If you arrive at the hospital without insurance or large amounts of ready cash, you’re likely to worry about how to pay for the services you need. Retroactive Medicaid helps allay those fears by picking up the costs you would normally have covered if you had been approved for a Medicaid plan before your hospitalization.
It is also common for Medicaid benefits to cover residential care services, such as admissions to nursing homes and memory care facilities. Most of these facilities have care coordinators who can assist families with their applications for retroactive Medicaid. In most states, your application may be backdated by up to 3 months for services you would have been eligible to receive had you been enrolled in Medicaid at the time. Be aware that several states have restricted this window to just 30 days or 10 days.
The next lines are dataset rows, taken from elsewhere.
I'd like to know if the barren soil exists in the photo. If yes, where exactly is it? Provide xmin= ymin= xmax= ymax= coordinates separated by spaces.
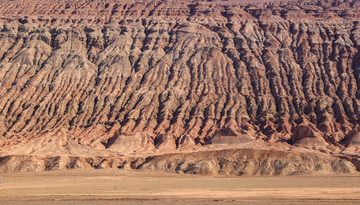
xmin=0 ymin=170 xmax=360 ymax=204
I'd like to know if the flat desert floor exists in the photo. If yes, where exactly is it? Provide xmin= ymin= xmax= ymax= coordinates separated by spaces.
xmin=0 ymin=170 xmax=360 ymax=205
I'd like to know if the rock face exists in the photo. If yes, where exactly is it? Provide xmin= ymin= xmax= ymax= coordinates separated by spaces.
xmin=0 ymin=0 xmax=360 ymax=173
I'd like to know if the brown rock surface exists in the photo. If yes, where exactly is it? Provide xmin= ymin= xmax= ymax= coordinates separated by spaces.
xmin=0 ymin=0 xmax=360 ymax=174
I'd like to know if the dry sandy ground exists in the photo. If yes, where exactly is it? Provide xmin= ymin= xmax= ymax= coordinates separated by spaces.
xmin=0 ymin=170 xmax=360 ymax=205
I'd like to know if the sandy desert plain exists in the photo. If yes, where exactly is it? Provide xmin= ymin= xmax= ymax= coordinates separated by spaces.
xmin=0 ymin=169 xmax=360 ymax=205
xmin=0 ymin=0 xmax=360 ymax=205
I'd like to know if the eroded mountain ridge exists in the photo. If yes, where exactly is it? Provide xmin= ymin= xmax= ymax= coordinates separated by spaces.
xmin=0 ymin=0 xmax=360 ymax=174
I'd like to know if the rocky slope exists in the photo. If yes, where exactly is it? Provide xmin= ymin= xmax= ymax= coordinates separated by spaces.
xmin=0 ymin=0 xmax=360 ymax=175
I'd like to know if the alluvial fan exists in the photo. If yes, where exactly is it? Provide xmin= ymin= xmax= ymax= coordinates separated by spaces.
xmin=0 ymin=0 xmax=360 ymax=175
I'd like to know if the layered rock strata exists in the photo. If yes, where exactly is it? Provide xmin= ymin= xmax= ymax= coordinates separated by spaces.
xmin=0 ymin=0 xmax=360 ymax=174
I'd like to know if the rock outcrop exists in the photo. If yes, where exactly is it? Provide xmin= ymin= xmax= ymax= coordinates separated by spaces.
xmin=0 ymin=0 xmax=360 ymax=174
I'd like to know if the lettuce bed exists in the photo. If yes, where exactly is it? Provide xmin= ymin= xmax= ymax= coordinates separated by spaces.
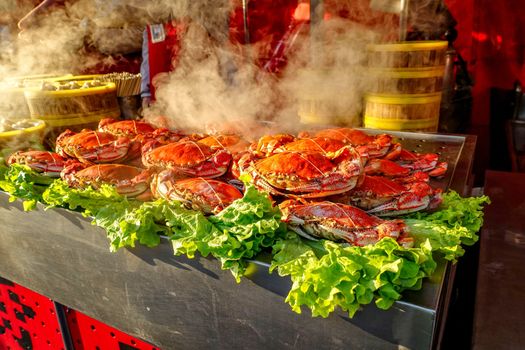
xmin=0 ymin=164 xmax=489 ymax=317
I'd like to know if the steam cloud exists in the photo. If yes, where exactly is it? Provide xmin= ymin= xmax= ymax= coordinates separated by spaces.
xmin=0 ymin=0 xmax=410 ymax=139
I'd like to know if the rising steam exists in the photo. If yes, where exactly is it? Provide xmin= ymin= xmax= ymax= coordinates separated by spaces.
xmin=0 ymin=0 xmax=406 ymax=139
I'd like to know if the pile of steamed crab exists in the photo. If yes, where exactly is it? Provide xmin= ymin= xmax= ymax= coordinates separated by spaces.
xmin=8 ymin=119 xmax=447 ymax=247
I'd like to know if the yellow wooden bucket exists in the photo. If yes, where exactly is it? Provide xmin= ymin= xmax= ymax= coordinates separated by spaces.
xmin=363 ymin=93 xmax=441 ymax=132
xmin=368 ymin=67 xmax=445 ymax=94
xmin=24 ymin=82 xmax=120 ymax=121
xmin=367 ymin=40 xmax=448 ymax=68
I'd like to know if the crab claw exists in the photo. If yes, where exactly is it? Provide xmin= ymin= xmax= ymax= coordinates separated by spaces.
xmin=392 ymin=171 xmax=430 ymax=184
xmin=61 ymin=163 xmax=151 ymax=197
xmin=428 ymin=162 xmax=448 ymax=177
xmin=365 ymin=159 xmax=410 ymax=177
xmin=7 ymin=151 xmax=71 ymax=177
xmin=367 ymin=182 xmax=441 ymax=216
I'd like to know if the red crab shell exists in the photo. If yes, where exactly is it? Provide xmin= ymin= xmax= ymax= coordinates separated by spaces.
xmin=277 ymin=137 xmax=345 ymax=154
xmin=250 ymin=134 xmax=295 ymax=157
xmin=299 ymin=128 xmax=392 ymax=158
xmin=60 ymin=163 xmax=151 ymax=197
xmin=396 ymin=149 xmax=448 ymax=177
xmin=239 ymin=146 xmax=363 ymax=198
xmin=199 ymin=135 xmax=250 ymax=154
xmin=56 ymin=130 xmax=139 ymax=163
xmin=142 ymin=141 xmax=232 ymax=178
xmin=279 ymin=200 xmax=413 ymax=247
xmin=334 ymin=175 xmax=441 ymax=216
xmin=151 ymin=169 xmax=242 ymax=214
xmin=98 ymin=118 xmax=156 ymax=138
xmin=7 ymin=151 xmax=71 ymax=177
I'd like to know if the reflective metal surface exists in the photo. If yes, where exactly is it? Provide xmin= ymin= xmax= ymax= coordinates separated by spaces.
xmin=472 ymin=171 xmax=525 ymax=350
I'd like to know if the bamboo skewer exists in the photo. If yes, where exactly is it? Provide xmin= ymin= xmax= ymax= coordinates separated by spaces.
xmin=100 ymin=72 xmax=142 ymax=97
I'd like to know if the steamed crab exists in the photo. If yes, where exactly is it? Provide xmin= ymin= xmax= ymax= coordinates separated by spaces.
xmin=199 ymin=135 xmax=249 ymax=154
xmin=142 ymin=141 xmax=232 ymax=178
xmin=60 ymin=163 xmax=151 ymax=197
xmin=335 ymin=175 xmax=441 ymax=216
xmin=299 ymin=128 xmax=401 ymax=158
xmin=275 ymin=137 xmax=345 ymax=154
xmin=395 ymin=149 xmax=448 ymax=177
xmin=7 ymin=151 xmax=71 ymax=177
xmin=98 ymin=118 xmax=156 ymax=138
xmin=279 ymin=200 xmax=413 ymax=247
xmin=238 ymin=146 xmax=363 ymax=198
xmin=151 ymin=169 xmax=242 ymax=214
xmin=56 ymin=129 xmax=140 ymax=164
xmin=250 ymin=134 xmax=295 ymax=157
xmin=98 ymin=118 xmax=185 ymax=150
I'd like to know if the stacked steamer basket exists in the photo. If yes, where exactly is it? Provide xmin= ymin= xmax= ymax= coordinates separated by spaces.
xmin=25 ymin=76 xmax=120 ymax=146
xmin=0 ymin=74 xmax=72 ymax=121
xmin=363 ymin=41 xmax=448 ymax=132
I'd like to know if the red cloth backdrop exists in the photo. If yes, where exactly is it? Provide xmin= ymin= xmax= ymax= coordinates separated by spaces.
xmin=445 ymin=0 xmax=525 ymax=125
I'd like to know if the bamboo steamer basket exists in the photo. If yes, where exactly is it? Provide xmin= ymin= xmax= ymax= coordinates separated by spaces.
xmin=297 ymin=97 xmax=359 ymax=126
xmin=0 ymin=74 xmax=73 ymax=120
xmin=367 ymin=40 xmax=448 ymax=68
xmin=368 ymin=67 xmax=445 ymax=94
xmin=0 ymin=119 xmax=46 ymax=155
xmin=24 ymin=79 xmax=120 ymax=148
xmin=363 ymin=93 xmax=441 ymax=132
xmin=24 ymin=82 xmax=120 ymax=121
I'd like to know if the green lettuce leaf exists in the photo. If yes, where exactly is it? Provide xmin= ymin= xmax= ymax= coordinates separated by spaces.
xmin=270 ymin=233 xmax=436 ymax=317
xmin=0 ymin=163 xmax=53 ymax=211
xmin=43 ymin=180 xmax=167 ymax=251
xmin=168 ymin=185 xmax=286 ymax=282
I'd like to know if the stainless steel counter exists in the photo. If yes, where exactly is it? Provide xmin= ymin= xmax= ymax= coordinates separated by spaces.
xmin=0 ymin=134 xmax=475 ymax=349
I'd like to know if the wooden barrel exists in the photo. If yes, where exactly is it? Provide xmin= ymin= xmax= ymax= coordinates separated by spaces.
xmin=368 ymin=67 xmax=445 ymax=94
xmin=24 ymin=82 xmax=120 ymax=121
xmin=363 ymin=92 xmax=441 ymax=132
xmin=25 ymin=79 xmax=120 ymax=148
xmin=367 ymin=40 xmax=448 ymax=68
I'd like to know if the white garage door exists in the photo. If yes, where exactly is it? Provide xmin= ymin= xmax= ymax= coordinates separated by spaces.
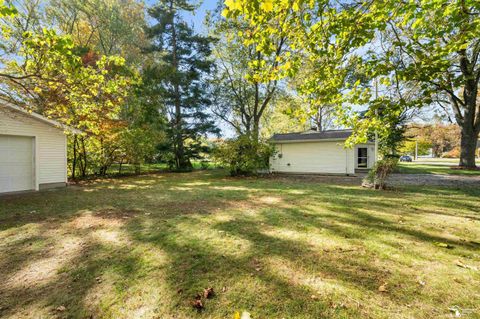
xmin=271 ymin=141 xmax=350 ymax=174
xmin=0 ymin=135 xmax=34 ymax=193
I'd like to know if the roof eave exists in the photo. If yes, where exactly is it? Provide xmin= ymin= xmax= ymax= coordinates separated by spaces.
xmin=2 ymin=103 xmax=83 ymax=134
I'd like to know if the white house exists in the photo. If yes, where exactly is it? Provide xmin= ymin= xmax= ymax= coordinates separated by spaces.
xmin=0 ymin=104 xmax=79 ymax=193
xmin=270 ymin=130 xmax=376 ymax=175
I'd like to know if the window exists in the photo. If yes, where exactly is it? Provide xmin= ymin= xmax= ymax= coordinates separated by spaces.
xmin=357 ymin=147 xmax=368 ymax=168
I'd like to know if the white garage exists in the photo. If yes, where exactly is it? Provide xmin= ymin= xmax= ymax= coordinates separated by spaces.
xmin=270 ymin=130 xmax=376 ymax=175
xmin=0 ymin=104 xmax=78 ymax=193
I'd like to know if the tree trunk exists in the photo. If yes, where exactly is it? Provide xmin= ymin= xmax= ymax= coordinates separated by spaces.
xmin=72 ymin=135 xmax=78 ymax=179
xmin=170 ymin=1 xmax=188 ymax=169
xmin=80 ymin=136 xmax=88 ymax=178
xmin=459 ymin=123 xmax=478 ymax=168
xmin=456 ymin=49 xmax=480 ymax=168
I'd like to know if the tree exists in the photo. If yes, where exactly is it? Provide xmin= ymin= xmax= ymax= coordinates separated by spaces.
xmin=148 ymin=0 xmax=218 ymax=170
xmin=260 ymin=93 xmax=312 ymax=139
xmin=224 ymin=0 xmax=480 ymax=167
xmin=364 ymin=1 xmax=480 ymax=168
xmin=45 ymin=0 xmax=148 ymax=66
xmin=211 ymin=7 xmax=286 ymax=142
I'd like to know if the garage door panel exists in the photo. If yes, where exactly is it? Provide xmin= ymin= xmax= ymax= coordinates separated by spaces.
xmin=0 ymin=135 xmax=34 ymax=192
xmin=274 ymin=142 xmax=347 ymax=173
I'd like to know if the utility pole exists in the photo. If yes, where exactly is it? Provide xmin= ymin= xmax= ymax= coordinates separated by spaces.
xmin=375 ymin=78 xmax=378 ymax=162
xmin=415 ymin=140 xmax=418 ymax=160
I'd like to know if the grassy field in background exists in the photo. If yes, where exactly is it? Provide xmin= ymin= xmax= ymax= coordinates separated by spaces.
xmin=0 ymin=170 xmax=480 ymax=319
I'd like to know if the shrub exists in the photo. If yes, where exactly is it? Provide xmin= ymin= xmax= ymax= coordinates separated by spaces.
xmin=213 ymin=135 xmax=273 ymax=176
xmin=442 ymin=147 xmax=460 ymax=158
xmin=364 ymin=158 xmax=398 ymax=189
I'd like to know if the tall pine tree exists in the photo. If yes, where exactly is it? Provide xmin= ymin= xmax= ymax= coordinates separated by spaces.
xmin=148 ymin=0 xmax=218 ymax=170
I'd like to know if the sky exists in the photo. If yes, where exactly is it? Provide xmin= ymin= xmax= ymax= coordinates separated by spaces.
xmin=145 ymin=0 xmax=217 ymax=34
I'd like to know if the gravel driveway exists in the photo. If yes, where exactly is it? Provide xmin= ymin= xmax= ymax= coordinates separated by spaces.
xmin=388 ymin=174 xmax=480 ymax=187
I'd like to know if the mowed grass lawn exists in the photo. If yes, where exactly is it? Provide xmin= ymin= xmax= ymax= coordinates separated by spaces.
xmin=0 ymin=171 xmax=480 ymax=319
xmin=397 ymin=158 xmax=480 ymax=176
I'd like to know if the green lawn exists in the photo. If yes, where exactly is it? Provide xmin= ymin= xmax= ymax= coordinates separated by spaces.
xmin=398 ymin=162 xmax=480 ymax=176
xmin=0 ymin=170 xmax=480 ymax=319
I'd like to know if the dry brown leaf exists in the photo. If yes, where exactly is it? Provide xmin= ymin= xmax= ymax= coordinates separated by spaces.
xmin=455 ymin=260 xmax=478 ymax=271
xmin=203 ymin=287 xmax=215 ymax=299
xmin=192 ymin=295 xmax=204 ymax=310
xmin=378 ymin=283 xmax=388 ymax=292
xmin=55 ymin=306 xmax=67 ymax=312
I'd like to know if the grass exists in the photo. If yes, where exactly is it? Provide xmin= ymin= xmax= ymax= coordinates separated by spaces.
xmin=0 ymin=170 xmax=480 ymax=318
xmin=398 ymin=162 xmax=480 ymax=176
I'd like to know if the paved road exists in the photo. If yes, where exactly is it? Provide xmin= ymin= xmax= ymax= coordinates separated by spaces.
xmin=271 ymin=174 xmax=480 ymax=187
xmin=388 ymin=174 xmax=480 ymax=187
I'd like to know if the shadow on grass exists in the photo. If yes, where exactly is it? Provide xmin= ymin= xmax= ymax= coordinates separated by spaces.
xmin=0 ymin=172 xmax=478 ymax=318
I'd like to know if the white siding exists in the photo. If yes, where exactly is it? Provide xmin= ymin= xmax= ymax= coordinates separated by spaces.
xmin=0 ymin=106 xmax=67 ymax=189
xmin=270 ymin=141 xmax=355 ymax=174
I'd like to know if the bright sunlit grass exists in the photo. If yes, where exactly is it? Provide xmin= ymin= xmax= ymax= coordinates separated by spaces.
xmin=0 ymin=171 xmax=480 ymax=318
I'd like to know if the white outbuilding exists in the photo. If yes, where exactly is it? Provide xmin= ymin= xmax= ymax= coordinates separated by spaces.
xmin=0 ymin=102 xmax=79 ymax=194
xmin=270 ymin=130 xmax=376 ymax=175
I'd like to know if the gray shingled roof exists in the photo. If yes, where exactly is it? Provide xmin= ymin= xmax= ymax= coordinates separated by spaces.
xmin=270 ymin=130 xmax=352 ymax=142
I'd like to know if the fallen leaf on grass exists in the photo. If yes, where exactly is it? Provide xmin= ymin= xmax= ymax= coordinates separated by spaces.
xmin=435 ymin=242 xmax=455 ymax=249
xmin=448 ymin=306 xmax=462 ymax=318
xmin=192 ymin=295 xmax=204 ymax=311
xmin=378 ymin=283 xmax=387 ymax=292
xmin=55 ymin=306 xmax=67 ymax=312
xmin=233 ymin=311 xmax=252 ymax=319
xmin=203 ymin=287 xmax=215 ymax=299
xmin=455 ymin=260 xmax=478 ymax=271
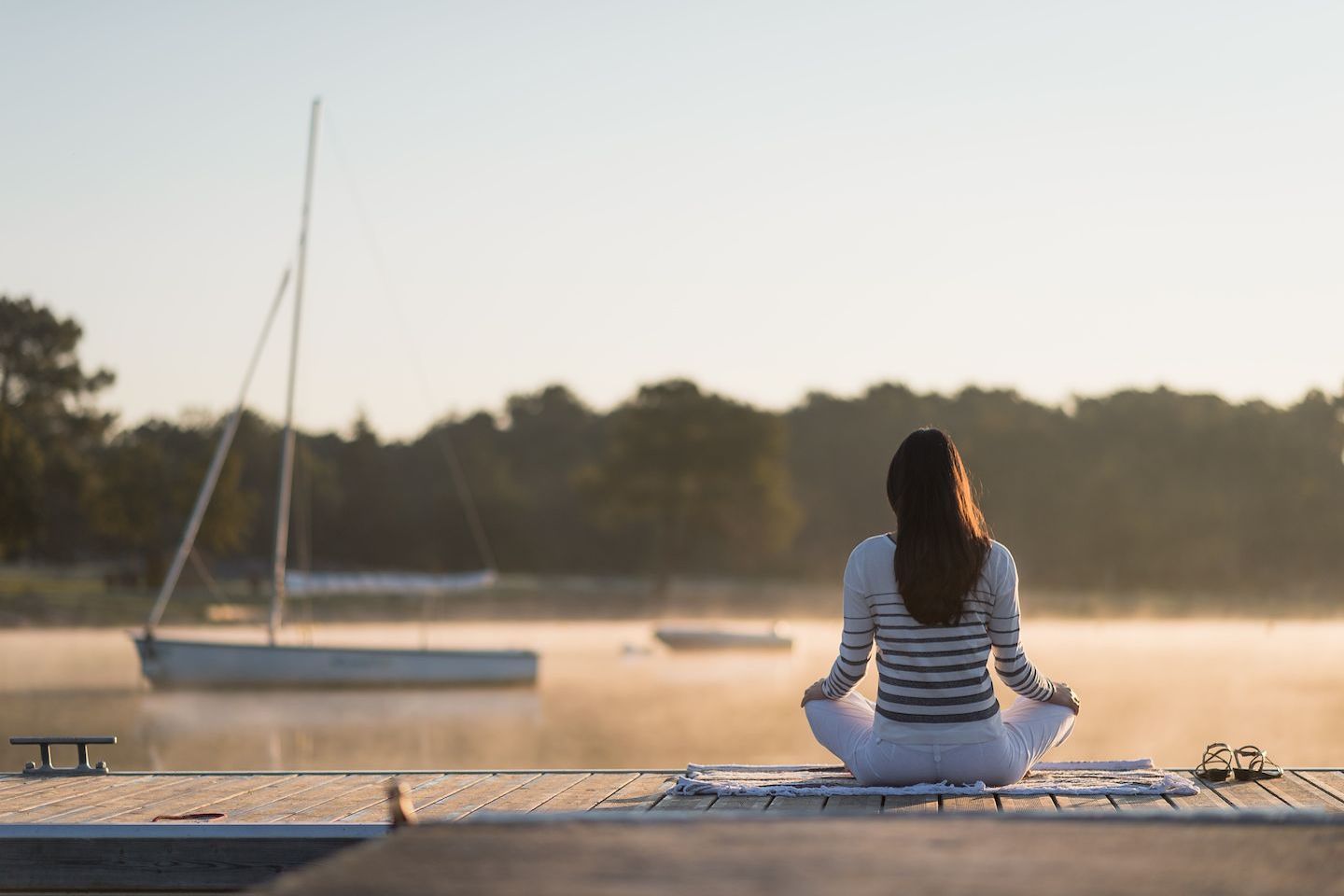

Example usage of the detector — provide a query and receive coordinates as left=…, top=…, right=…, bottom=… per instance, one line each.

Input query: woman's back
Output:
left=822, top=535, right=1054, bottom=744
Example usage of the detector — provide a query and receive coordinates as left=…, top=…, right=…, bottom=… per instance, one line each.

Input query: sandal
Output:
left=1195, top=741, right=1235, bottom=780
left=1232, top=744, right=1283, bottom=780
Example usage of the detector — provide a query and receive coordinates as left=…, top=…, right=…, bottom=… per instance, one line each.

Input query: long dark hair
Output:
left=887, top=427, right=989, bottom=624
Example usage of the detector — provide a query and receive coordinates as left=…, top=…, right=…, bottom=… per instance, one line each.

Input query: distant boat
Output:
left=132, top=100, right=538, bottom=688
left=653, top=626, right=793, bottom=651
left=135, top=636, right=537, bottom=688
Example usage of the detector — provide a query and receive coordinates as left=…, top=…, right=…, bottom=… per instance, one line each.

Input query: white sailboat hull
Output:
left=134, top=636, right=537, bottom=688
left=653, top=627, right=793, bottom=651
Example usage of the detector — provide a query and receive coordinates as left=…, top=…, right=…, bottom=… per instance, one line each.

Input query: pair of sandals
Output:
left=1195, top=743, right=1283, bottom=782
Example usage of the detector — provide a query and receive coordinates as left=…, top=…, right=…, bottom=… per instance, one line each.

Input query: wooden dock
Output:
left=0, top=768, right=1344, bottom=893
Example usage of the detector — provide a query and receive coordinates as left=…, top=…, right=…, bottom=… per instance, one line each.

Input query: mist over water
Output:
left=0, top=620, right=1344, bottom=771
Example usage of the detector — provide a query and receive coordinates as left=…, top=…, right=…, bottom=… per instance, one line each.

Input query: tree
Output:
left=0, top=296, right=113, bottom=556
left=95, top=420, right=257, bottom=586
left=584, top=380, right=798, bottom=593
left=0, top=407, right=42, bottom=559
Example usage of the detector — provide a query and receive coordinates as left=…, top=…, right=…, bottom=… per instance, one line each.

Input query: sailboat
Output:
left=132, top=100, right=538, bottom=688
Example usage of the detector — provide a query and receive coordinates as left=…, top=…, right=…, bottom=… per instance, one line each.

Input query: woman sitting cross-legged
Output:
left=803, top=428, right=1078, bottom=786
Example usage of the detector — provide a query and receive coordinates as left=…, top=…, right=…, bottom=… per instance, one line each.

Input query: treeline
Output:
left=0, top=299, right=1344, bottom=594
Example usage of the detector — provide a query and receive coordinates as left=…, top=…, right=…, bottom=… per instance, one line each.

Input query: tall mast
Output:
left=146, top=267, right=289, bottom=638
left=266, top=98, right=323, bottom=643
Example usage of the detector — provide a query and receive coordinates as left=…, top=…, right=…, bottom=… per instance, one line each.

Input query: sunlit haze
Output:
left=0, top=1, right=1344, bottom=435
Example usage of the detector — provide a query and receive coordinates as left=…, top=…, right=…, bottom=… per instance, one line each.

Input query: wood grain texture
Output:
left=1293, top=770, right=1344, bottom=801
left=593, top=773, right=676, bottom=811
left=1110, top=794, right=1176, bottom=813
left=0, top=838, right=358, bottom=893
left=882, top=796, right=938, bottom=814
left=419, top=773, right=540, bottom=820
left=272, top=774, right=438, bottom=825
left=708, top=796, right=770, bottom=813
left=1055, top=794, right=1115, bottom=811
left=764, top=796, right=827, bottom=814
left=1259, top=773, right=1344, bottom=813
left=653, top=794, right=715, bottom=811
left=246, top=813, right=1344, bottom=896
left=532, top=773, right=638, bottom=813
left=999, top=794, right=1059, bottom=811
left=941, top=794, right=999, bottom=813
left=1167, top=771, right=1237, bottom=811
left=342, top=773, right=491, bottom=825
left=1200, top=780, right=1288, bottom=808
left=821, top=795, right=882, bottom=816
left=482, top=773, right=590, bottom=813
left=230, top=775, right=362, bottom=823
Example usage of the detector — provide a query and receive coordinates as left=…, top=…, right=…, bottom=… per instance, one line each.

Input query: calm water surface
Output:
left=0, top=620, right=1344, bottom=770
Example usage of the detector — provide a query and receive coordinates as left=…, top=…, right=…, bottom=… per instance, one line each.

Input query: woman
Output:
left=803, top=428, right=1078, bottom=786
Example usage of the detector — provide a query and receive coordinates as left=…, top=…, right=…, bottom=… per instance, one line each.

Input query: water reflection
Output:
left=0, top=621, right=1344, bottom=770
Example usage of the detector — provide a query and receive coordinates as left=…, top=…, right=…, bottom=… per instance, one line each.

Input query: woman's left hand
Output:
left=798, top=679, right=831, bottom=707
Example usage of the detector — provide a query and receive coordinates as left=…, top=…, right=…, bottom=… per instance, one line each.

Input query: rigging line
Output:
left=327, top=107, right=496, bottom=569
left=146, top=267, right=289, bottom=636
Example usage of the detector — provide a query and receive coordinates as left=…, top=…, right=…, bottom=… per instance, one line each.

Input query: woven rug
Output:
left=669, top=759, right=1198, bottom=796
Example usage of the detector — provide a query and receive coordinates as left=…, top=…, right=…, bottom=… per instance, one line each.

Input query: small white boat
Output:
left=653, top=626, right=793, bottom=651
left=134, top=636, right=537, bottom=688
left=132, top=100, right=538, bottom=688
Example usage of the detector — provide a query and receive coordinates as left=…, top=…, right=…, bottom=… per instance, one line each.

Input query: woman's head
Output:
left=887, top=427, right=989, bottom=624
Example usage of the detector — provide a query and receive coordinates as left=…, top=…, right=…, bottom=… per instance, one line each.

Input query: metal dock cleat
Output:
left=9, top=735, right=117, bottom=777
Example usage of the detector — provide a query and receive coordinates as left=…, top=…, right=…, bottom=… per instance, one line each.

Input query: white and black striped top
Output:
left=822, top=535, right=1055, bottom=744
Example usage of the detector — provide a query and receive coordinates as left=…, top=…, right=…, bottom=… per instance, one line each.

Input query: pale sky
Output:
left=0, top=0, right=1344, bottom=435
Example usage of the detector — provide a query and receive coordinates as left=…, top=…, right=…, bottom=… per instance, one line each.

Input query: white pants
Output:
left=805, top=691, right=1075, bottom=787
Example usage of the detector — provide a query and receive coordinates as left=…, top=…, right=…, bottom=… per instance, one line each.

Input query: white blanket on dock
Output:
left=671, top=759, right=1198, bottom=796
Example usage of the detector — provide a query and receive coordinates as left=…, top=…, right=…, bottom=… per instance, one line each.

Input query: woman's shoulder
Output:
left=849, top=532, right=896, bottom=557
left=984, top=539, right=1017, bottom=581
left=846, top=533, right=896, bottom=588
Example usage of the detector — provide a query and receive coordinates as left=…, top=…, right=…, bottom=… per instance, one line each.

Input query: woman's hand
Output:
left=1045, top=681, right=1081, bottom=716
left=798, top=679, right=831, bottom=707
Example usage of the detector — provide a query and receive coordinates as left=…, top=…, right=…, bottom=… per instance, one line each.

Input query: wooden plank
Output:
left=245, top=814, right=1344, bottom=896
left=535, top=773, right=638, bottom=811
left=482, top=773, right=590, bottom=813
left=999, top=794, right=1059, bottom=813
left=942, top=794, right=999, bottom=811
left=10, top=777, right=217, bottom=823
left=1258, top=771, right=1344, bottom=813
left=342, top=773, right=498, bottom=825
left=764, top=796, right=827, bottom=814
left=709, top=796, right=770, bottom=813
left=0, top=825, right=361, bottom=895
left=97, top=775, right=286, bottom=822
left=882, top=795, right=938, bottom=814
left=1110, top=794, right=1176, bottom=813
left=1200, top=780, right=1288, bottom=808
left=821, top=794, right=882, bottom=816
left=653, top=794, right=714, bottom=811
left=1293, top=770, right=1344, bottom=801
left=181, top=773, right=345, bottom=823
left=0, top=775, right=179, bottom=823
left=1167, top=771, right=1234, bottom=811
left=1055, top=794, right=1117, bottom=811
left=593, top=773, right=676, bottom=811
left=272, top=774, right=438, bottom=825
left=419, top=771, right=541, bottom=820
left=229, top=774, right=359, bottom=825
left=51, top=775, right=278, bottom=825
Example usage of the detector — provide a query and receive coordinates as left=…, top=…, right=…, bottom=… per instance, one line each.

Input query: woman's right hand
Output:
left=1045, top=681, right=1081, bottom=716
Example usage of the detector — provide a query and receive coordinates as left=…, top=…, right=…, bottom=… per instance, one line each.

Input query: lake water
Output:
left=0, top=620, right=1344, bottom=770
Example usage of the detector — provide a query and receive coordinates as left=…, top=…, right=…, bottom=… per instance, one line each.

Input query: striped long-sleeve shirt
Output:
left=821, top=535, right=1055, bottom=744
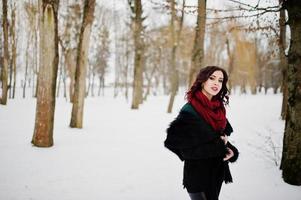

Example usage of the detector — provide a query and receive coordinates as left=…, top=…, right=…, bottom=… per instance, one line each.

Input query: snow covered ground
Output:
left=0, top=91, right=301, bottom=200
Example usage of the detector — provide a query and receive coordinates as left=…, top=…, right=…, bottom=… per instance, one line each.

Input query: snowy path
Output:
left=0, top=95, right=301, bottom=200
What Services Will Medicaid Backdate?
Retroactive Medicaid pays for largely the same services Medicaid benefits usually cover. These include:
- Hospitalization, including outpatient services
- Medical office visits
- Necessary medical transportation, both emergency ambulance and non-emergency van rides
- Prescription drugs
- Durable and disposable medical supplies and equipment
- Diagnostic tests authorized by a doctor, such as X-rays, MRIs and blood tests
- Nursing home, memory care and hospice admissions
- Home health services
- Regular services provided by state home- and community-based service (HCBS) programs
While most states’ Medicaid can retroactively provide coverage for the same services normally paid for, there are exceptions to every rule. Always check with a Medicaid worker or healthcare benefits coordinator before assuming a service can be paid for after the fact.
Applying for Retroactive Medicaid Coverage
Most states make it relatively easy to apply for retroactive Medicaid. All of the usual application paperwork must be submitted, along with verification of income and assets to establish eligibility. There might also be a telephone interview with an intake worker before your claims are accepted, though this is not universal. Approval for Medicaid often takes a few weeks. If the services you’re asking to cover are already close to the 3-month deadline, they will still be included in your Medicaid claim in almost all cases, provided your application is received before the time limit passes.
You may apply for retroactive Medicaid online, by phone or in person at your local human services office. Use the same application form as for regular Medicaid, and let your healthcare provider know that you’ve begun the application process as early as possible. Medicaid vendors can be severely penalized for billing a Medicaid enrollee for covered services, and most will delay invoicing you until you can provide their billing departments with a Medicaid authorization number. If you are not approved for Medicaid coverage, be aware that you may still be billed for all services provided to you while you were uninsured.